Full Description
Nominated for nine Israeli Academy Awards, Three Mothers is the multigenerational saga of beautiful triplets: Flora, Yasmin and Rose Hakim were born in 1942 in Alexandria, Egypt, to privileged Jewish parents who named them after flowers and called upon no less than King Farouk to bless them at their birth. With such an auspicious beginning you would think the sisters’ lives would be charmed, but (taking a cue from Tolstoy) director Dina Zvi-Riklis is much more fascinated by troubled family dynamics than by happy ones. Her tale follows the family to Israel and, over the course of 60 years, reveals the Hakim sisters coming to terms with long-buried secrets and passions.
At the center is the “wild sister,” Rose, played in her later years by the gifted Gila Almagor. Rose, vain and self-centered, was a successful singer in her youth but has become withdrawn since the death of her husband. The songs of young Rose (performed in French, Hebrew and Arabic throughout the film) are a haunting, lyrical reminder of the world they have left behind.

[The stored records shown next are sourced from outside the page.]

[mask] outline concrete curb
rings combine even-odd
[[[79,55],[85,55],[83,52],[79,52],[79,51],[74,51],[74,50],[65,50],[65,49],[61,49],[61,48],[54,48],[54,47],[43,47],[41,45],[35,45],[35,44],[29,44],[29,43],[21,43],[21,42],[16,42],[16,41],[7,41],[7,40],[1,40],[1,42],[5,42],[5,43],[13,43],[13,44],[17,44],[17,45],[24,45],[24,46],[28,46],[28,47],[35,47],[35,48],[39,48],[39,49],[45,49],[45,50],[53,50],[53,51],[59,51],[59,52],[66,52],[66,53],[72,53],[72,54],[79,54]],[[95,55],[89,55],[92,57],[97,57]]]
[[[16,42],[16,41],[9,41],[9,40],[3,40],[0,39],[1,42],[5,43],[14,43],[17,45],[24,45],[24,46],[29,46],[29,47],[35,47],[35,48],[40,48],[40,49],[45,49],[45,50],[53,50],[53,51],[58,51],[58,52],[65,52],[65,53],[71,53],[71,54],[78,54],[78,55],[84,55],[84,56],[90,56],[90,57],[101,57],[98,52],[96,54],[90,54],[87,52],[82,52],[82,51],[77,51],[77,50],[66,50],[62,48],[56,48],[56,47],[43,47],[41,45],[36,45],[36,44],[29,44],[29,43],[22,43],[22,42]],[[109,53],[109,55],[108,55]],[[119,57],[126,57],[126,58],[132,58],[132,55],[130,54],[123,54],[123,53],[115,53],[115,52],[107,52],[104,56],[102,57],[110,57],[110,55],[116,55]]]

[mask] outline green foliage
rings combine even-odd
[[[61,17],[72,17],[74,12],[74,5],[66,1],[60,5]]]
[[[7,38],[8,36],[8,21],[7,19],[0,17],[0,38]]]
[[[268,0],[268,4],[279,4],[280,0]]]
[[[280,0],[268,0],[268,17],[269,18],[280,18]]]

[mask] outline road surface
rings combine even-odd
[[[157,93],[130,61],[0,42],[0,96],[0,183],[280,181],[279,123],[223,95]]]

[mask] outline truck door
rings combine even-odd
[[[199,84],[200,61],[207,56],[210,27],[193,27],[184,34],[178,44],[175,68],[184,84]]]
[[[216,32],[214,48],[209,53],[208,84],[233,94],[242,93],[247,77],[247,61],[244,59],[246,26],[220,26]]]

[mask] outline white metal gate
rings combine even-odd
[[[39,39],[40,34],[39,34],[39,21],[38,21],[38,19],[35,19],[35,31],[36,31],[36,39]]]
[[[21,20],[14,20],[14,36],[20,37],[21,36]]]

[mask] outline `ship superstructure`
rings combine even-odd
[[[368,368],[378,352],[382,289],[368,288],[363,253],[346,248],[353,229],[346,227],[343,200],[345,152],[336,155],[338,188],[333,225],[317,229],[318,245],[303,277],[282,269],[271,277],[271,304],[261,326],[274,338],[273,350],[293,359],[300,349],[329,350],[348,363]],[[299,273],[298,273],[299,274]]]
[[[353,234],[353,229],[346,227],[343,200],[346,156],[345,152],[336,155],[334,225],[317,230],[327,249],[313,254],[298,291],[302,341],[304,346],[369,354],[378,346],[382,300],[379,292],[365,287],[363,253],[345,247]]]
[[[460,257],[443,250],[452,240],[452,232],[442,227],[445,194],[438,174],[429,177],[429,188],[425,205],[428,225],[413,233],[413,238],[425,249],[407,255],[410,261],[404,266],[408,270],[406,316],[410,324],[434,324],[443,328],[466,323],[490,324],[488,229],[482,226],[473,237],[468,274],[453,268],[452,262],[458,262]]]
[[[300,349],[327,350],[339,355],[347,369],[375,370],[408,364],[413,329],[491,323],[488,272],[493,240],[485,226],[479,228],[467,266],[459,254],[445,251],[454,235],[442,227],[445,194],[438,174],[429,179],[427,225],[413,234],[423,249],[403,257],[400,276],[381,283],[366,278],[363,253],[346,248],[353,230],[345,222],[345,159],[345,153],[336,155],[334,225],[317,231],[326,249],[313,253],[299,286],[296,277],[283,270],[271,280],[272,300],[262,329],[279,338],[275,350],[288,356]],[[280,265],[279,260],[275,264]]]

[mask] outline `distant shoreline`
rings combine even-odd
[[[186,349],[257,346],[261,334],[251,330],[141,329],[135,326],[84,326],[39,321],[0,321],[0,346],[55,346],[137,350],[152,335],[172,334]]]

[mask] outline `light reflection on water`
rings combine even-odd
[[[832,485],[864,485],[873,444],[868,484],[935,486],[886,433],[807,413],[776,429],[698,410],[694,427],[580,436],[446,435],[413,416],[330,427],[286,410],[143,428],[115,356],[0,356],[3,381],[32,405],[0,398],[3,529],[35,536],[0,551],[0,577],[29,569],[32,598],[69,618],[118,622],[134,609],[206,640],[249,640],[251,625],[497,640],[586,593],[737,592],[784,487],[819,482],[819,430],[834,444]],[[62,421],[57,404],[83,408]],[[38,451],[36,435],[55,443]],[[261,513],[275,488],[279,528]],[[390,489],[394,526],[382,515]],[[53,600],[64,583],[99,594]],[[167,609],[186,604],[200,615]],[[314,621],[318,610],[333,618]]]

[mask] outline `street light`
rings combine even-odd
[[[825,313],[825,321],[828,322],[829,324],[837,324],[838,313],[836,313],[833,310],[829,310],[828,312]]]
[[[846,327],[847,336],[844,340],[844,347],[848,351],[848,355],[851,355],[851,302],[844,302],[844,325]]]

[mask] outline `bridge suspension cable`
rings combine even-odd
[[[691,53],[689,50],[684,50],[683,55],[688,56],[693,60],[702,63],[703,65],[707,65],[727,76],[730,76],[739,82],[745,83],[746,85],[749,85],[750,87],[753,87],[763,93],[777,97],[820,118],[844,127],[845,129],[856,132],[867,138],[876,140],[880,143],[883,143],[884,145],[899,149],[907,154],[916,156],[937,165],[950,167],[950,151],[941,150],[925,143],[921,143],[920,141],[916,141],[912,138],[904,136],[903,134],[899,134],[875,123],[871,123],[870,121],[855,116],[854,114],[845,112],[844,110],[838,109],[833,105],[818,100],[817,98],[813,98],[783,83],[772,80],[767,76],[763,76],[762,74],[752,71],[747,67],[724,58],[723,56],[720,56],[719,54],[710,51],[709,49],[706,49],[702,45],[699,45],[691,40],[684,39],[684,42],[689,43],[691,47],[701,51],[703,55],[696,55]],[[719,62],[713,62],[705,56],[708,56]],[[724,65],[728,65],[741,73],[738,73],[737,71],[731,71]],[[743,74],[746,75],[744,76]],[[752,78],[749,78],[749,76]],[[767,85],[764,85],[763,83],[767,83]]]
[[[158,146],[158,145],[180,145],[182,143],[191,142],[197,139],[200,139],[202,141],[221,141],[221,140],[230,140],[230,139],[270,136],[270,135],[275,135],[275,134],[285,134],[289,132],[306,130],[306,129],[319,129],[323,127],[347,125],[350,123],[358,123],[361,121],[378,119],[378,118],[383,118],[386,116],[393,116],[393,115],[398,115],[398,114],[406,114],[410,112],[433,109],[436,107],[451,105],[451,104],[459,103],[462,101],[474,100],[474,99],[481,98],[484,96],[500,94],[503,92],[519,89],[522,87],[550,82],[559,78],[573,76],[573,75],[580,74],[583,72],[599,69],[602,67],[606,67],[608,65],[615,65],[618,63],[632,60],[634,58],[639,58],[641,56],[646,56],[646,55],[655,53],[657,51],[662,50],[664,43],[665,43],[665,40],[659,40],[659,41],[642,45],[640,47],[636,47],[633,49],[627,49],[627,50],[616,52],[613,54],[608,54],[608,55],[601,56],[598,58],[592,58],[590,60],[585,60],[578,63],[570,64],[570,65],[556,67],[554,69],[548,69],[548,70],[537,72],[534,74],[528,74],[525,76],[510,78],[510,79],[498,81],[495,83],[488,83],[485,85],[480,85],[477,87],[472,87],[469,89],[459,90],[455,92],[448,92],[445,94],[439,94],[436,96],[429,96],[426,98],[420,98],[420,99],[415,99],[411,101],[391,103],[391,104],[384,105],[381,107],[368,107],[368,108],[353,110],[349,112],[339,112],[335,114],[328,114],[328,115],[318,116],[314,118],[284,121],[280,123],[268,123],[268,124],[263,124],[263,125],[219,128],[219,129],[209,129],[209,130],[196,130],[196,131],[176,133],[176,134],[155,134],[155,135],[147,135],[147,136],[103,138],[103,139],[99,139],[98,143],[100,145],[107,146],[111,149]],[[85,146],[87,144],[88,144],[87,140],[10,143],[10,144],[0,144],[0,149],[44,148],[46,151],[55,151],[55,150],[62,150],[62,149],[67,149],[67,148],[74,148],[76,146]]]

For the Hakim family, the truth-telling is triggered when ailing Yasmin suddenly shows up at her niece’s video production company and insists on making a tape revealing her family’s deepest mysteries. It sparks a round of confessions that turns all of their lives upside down. Three Mothers explores how the closest relationships—sisterhood, motherhood, marriage—can be both tender and vicious, and how fierce loyalties are forged and tested over time.